The philosopher Alasdair MacIntyre in his important book Three Rival Versions of Moral Enquiry traces the devolution of the Western ethical tradition and its loss of a common vision that would ground ethical life. He argues that at its heart, the West has passed through three stages--tradition, encyclopedia, and genealogy--though each continues to exist alongside the other two.

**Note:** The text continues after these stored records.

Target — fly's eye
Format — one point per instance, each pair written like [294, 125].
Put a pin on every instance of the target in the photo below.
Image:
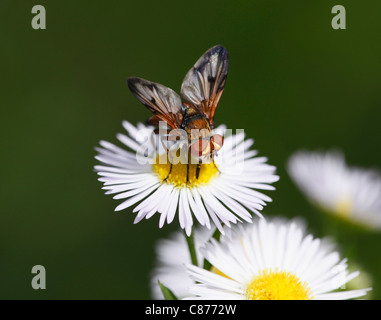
[217, 141]
[199, 148]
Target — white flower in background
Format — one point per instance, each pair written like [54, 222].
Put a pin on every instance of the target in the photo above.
[272, 261]
[349, 192]
[172, 255]
[224, 192]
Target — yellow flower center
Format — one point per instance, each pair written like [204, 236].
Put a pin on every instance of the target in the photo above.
[178, 174]
[277, 285]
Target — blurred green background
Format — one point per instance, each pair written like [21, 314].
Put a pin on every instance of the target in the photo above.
[293, 83]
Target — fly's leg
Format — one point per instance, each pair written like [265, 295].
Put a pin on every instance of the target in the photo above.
[169, 173]
[198, 168]
[188, 173]
[216, 167]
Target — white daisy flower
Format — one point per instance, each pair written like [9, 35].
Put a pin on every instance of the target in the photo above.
[349, 192]
[172, 255]
[225, 191]
[272, 261]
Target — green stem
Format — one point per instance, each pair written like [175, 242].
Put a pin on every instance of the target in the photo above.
[192, 249]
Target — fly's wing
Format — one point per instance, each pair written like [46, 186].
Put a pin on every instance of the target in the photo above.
[204, 83]
[163, 102]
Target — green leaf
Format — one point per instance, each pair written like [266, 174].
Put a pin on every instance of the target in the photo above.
[167, 293]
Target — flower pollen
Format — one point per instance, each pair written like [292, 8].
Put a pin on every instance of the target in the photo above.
[178, 175]
[277, 285]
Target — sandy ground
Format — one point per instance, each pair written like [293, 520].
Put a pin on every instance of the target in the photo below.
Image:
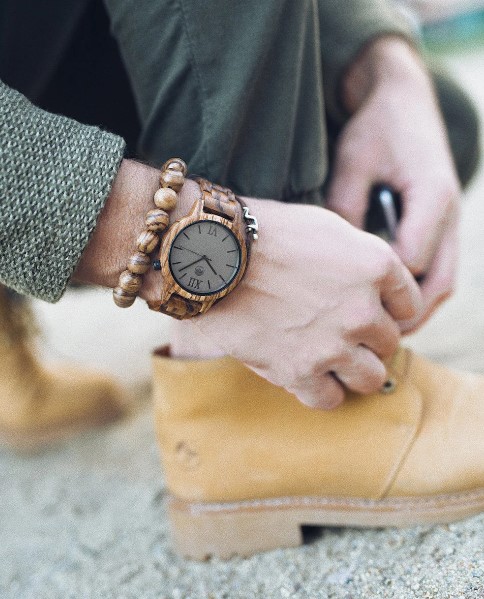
[87, 519]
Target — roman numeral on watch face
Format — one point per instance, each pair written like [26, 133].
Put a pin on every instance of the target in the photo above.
[194, 283]
[205, 257]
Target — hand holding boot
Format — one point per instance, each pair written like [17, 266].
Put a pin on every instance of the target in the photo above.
[317, 311]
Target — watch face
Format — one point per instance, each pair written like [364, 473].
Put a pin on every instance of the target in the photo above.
[204, 257]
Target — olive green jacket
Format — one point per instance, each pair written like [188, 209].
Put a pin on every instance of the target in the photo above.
[238, 89]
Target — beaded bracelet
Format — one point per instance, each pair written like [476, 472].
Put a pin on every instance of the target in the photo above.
[172, 177]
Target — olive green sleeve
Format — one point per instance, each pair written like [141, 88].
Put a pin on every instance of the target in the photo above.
[55, 176]
[345, 28]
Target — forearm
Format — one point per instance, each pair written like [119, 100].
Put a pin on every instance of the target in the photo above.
[55, 175]
[388, 60]
[346, 29]
[121, 221]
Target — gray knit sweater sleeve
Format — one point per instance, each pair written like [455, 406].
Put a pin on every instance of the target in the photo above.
[55, 176]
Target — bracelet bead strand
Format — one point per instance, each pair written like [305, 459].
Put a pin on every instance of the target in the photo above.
[172, 177]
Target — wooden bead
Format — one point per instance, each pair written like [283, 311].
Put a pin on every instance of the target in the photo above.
[176, 164]
[147, 242]
[157, 220]
[130, 282]
[122, 298]
[173, 179]
[165, 198]
[139, 263]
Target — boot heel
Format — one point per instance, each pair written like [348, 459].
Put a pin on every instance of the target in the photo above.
[204, 530]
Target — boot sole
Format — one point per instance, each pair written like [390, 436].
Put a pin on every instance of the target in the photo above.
[224, 530]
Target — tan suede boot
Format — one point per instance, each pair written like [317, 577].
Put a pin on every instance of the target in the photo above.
[247, 464]
[38, 406]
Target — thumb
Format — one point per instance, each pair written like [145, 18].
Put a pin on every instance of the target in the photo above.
[348, 194]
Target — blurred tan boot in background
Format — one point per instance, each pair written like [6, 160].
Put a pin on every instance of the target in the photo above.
[247, 465]
[38, 406]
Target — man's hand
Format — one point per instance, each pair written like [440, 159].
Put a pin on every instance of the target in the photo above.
[396, 136]
[316, 312]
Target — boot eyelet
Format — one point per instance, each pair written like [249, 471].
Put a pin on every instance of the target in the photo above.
[389, 386]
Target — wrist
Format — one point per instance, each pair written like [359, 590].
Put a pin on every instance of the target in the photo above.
[120, 223]
[388, 60]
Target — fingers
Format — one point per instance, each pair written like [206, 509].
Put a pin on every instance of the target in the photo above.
[381, 336]
[400, 294]
[438, 284]
[427, 214]
[322, 391]
[365, 374]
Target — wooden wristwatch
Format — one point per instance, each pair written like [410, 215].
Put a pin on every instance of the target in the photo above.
[204, 255]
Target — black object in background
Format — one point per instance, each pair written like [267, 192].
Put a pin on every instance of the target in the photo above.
[384, 212]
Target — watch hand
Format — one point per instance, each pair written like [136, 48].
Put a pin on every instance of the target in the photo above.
[213, 269]
[192, 263]
[180, 247]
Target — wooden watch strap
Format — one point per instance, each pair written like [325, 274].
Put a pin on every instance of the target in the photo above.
[217, 200]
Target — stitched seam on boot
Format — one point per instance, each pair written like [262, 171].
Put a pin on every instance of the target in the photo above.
[314, 502]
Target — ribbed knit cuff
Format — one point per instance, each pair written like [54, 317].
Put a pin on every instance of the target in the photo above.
[55, 176]
[346, 28]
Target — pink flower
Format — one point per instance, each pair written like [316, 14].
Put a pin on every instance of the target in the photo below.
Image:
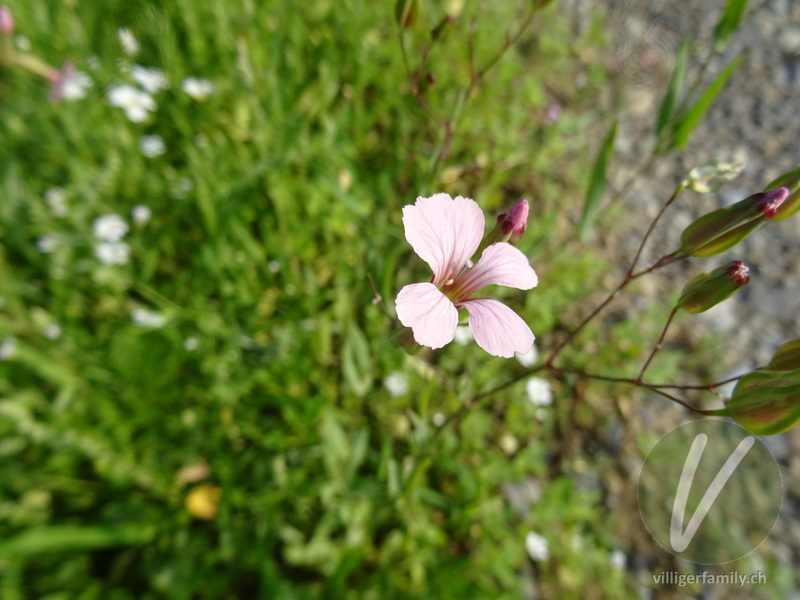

The second position, born out of the Enlightenment, MacIntyre calls "encyclopedia" after the project of the French philosophes. For this position, truth is something that can be obtained by an objective study of the facts, either by correlating all the available data or by an appeal to common rational principles. Seekers must eliminate their preconceived notions (a' la their traditions) and pay attention to the natural and social world. Truth and morality are not obtained by appealing to a divine or eternal standard of authority but by appealing to rational criteria that can be accessed by all equally. Individuals’ reasoned judgments are the only test of reliability, so "faith, while at its best in the gospels upholding true morality, adds nothing to morality" (175).
The historic result of such an ethical position, however, was that the search for an objective order in the natural, empirical world achieved nothing like a stable worldview; its promising claims never followed through. No consensus could be attained without a final ordering end (e.g., a revelation of truth); thus, the search became essentially arbitrary.